A Homily by Abbot Philip Anderson

A Homily by Abbot Philip Anderson
Abbot Philip Anderson

The Right Reverend Philip Anderson will present two spiritual conferences for Lent, “Paradise Lost: The Rugged Road of the Beatitudes.” The talks will be presented at Annunication Church, (1618 Texas Street  Houston, TX 77003) Saturday March 12, 830am-1230pm. The event will include a celebration of the Mass (extraordinary form, per the custom of the Congregation of Solesmes). The following is a homily given by the Abbot on the Sunday after the Abbatial blessing (Mercy Sunday, April 11, 2010) (Find this homily and other homilies on their website, here)

In the Name of the Father, and of the Son, and of the Holy Spirit. Amen.

Your Excellency,
Right Reverend Fathers,
Beloved Brothers and Sisters in Christ,
My very dear sons,
             Mercy is the most divine of things.  Like the living and acting Word of God, but more piercing even than any double-edged sword (Hebr. 4:12), mercy has a double action: it blesses both him who gives it and him who receives it.  It is the virtue proper both to kings and to the pauper, the virtue that crowns justice and consummates the work of peace in Heaven and on earth.
             In his distress the psalmist cries out to God, “Remember not our former iniquities: let thy mercy come speedily to meet us” (Ps. 78).  When God’s goodness has brought him aid, he says again, “The mercies of the Lord I will sing for ever.  I will show forth thy truth with my mouth to generation and generation.  For thou hast said: Mercy shall be built up for ever in the heavens: thy truth shall be prepared in them.” (Ps. 88).
             In his Rule for monks, Our Blessed Father Saint Benedict asks that the abbot act mercifully with his monks, in such a way as to be “more loved than feared”.  The great abbot of Cluny, St.
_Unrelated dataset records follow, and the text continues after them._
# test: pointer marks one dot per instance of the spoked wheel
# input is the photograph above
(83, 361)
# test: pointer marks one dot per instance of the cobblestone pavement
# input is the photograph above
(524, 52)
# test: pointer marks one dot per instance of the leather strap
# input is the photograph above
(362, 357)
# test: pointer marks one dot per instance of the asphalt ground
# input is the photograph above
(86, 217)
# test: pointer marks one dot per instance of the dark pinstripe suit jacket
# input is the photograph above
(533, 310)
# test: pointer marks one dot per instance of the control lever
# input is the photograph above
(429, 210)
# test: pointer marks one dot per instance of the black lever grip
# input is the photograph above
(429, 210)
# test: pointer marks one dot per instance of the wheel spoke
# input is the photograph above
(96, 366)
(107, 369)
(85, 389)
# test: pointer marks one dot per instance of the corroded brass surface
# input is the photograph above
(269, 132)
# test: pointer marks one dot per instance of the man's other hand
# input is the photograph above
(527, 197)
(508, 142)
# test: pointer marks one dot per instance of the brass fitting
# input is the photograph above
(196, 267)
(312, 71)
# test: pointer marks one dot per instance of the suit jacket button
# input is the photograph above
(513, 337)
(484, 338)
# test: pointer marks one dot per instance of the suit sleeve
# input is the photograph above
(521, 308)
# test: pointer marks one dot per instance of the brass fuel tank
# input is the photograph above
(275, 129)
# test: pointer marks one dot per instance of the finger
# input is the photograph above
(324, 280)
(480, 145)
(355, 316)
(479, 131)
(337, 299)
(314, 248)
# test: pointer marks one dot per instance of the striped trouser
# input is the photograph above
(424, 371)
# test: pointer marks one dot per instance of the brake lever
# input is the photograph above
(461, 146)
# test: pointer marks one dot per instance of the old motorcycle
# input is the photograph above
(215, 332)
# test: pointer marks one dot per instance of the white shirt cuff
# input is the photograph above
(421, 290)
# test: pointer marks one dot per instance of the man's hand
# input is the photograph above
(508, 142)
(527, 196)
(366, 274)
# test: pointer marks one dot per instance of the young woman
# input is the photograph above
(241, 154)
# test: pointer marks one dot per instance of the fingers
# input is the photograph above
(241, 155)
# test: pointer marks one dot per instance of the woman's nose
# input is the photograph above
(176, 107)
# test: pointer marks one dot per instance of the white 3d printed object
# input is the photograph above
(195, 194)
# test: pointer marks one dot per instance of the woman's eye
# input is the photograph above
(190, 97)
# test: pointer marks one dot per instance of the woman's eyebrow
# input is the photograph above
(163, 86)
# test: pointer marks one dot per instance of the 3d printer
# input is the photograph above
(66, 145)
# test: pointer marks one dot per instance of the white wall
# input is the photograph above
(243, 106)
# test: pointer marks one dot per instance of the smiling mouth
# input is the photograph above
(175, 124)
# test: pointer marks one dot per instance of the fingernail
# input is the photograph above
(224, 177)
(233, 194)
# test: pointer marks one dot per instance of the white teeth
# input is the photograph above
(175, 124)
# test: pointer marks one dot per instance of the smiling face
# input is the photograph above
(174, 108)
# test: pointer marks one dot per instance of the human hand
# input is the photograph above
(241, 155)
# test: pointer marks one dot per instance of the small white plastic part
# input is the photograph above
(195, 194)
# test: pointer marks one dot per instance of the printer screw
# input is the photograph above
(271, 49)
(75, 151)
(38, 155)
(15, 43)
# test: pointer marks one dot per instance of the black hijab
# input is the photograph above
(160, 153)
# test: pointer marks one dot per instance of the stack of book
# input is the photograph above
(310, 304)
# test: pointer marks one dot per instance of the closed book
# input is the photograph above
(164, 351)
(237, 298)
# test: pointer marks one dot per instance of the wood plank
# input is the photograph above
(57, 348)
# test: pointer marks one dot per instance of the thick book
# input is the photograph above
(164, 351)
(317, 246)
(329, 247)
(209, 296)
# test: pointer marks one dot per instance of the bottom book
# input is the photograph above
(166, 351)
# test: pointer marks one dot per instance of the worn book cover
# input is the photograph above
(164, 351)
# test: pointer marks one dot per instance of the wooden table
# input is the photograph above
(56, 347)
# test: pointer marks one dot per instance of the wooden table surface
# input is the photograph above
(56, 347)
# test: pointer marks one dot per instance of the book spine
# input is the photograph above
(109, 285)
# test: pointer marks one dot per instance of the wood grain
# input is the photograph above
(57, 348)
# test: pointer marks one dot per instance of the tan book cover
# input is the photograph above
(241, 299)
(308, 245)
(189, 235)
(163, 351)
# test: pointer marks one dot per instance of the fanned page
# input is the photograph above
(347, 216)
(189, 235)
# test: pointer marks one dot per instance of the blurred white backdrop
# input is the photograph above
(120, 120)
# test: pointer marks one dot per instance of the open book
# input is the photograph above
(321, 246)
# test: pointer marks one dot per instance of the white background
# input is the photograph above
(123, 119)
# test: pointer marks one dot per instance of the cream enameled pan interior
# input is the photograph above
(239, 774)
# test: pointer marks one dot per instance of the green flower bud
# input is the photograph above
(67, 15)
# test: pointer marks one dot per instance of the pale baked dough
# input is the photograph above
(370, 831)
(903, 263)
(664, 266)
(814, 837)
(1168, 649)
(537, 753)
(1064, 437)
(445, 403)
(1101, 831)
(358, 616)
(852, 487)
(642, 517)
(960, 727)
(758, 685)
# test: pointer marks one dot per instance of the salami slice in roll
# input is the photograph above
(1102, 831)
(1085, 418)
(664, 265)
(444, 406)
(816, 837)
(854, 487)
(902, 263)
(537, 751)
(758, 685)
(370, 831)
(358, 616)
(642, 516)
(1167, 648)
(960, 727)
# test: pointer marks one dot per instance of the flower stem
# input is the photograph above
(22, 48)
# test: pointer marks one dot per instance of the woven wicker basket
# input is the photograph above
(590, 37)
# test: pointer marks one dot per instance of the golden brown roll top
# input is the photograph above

Odilo, would say in answer to critics who found him to lenient: “I would rather be condemned for being too merciful than for being too severe”.  From the beginning our monastic family of Solesmes received from its founder, Dom Gueranger, a particular devotion to the most-loving and merciful Sacred Heart of the Incarnate Word.
             The Pascal mystery represents God’s greatest and definitive work of mercy.  For ever more the Cross has been traced over the world, and from the Cross mercy has flowed in such abundance as to fill the entire universe.  And yet, the effects of Divine Mercy are not complete: they have hardly begun.  The treasures of mercy are available, but mankind seems largely to ignore or to disdain the offer.  Accepting God’s mercy seems to be one of the most difficult things for fallen man, one of the great enigmas of the history of salvation.
             In his incomparable encyclical, Dives in Misericordia, the servant of God, Pope John Paul II mediated deeply upon mystery of Divine Mercy.  Having himself lived through the horrors of World War II and under the tyranny of the Communist oppression of his native land, he was well able to sound the depths of this Divine attribute, of this thing the world so longs for in fact.  It is no wonder that this Polish Pope canonized Saint Faustina Kowalska and instituted the Feast of Divine Mercy, following the directions the Saint had received from Heaven.
As we continue to celebrate the Year for Priests, the reality of Divine Mercy is a most fitting subject of meditation.  There is, in particular, a very special relationship between the Sacrament of Penance and Divine Mercy.  In Saint Faustina’s diary, she recorded that Jesus also indicated that He Himself is there in the confessional.  He told her,
“When you approach the confessional, know this, that I Myself am waiting there for you.  I am only hidden by the priest, but I Myself act in your soul.  Here the misery of the soul meets the God of mercy.  Tell souls that from this fount of mercy souls draw graces solely with the vessel of trust.  If their trust is great, there is no limit to My generosity.”
In Sister Faustina’s diary there is also this message from Our Lord concerning the Feast of Divine Mercy we are celebrating today.
I desire that the Feast of Mercy be a refuge and shelter for all souls, and especially poor sinners. On that day the very depths of My tender mercy are open.  The soul that will go to Confession and receive Holy Communion shall obtain complete forgiveness of sins and punishment.  Souls perish in spite of My bitter Passion.  I am giving them the last hope of salvation; that is, the Feast of My Mercy.  If they will not adore My mercy, they will perish for all eternity…tell souls about this great mercy of Mine, because the awful day, the day of My justice, is near. 
             In the end, no man or woman can afford to refuse the offer of God’s mercy: we all stand in need of this Divine treasure.  Let us ask Our Lady, Mater Misericordiae, Mother of Mercy, as we call her in the Salve Regina¸ to teach of the ways of mercy—how to obtain mercy for ourselves; how to give mercy to others. This is our duty and our joy. Regina Coeli Laetare. Amen. Alleluia.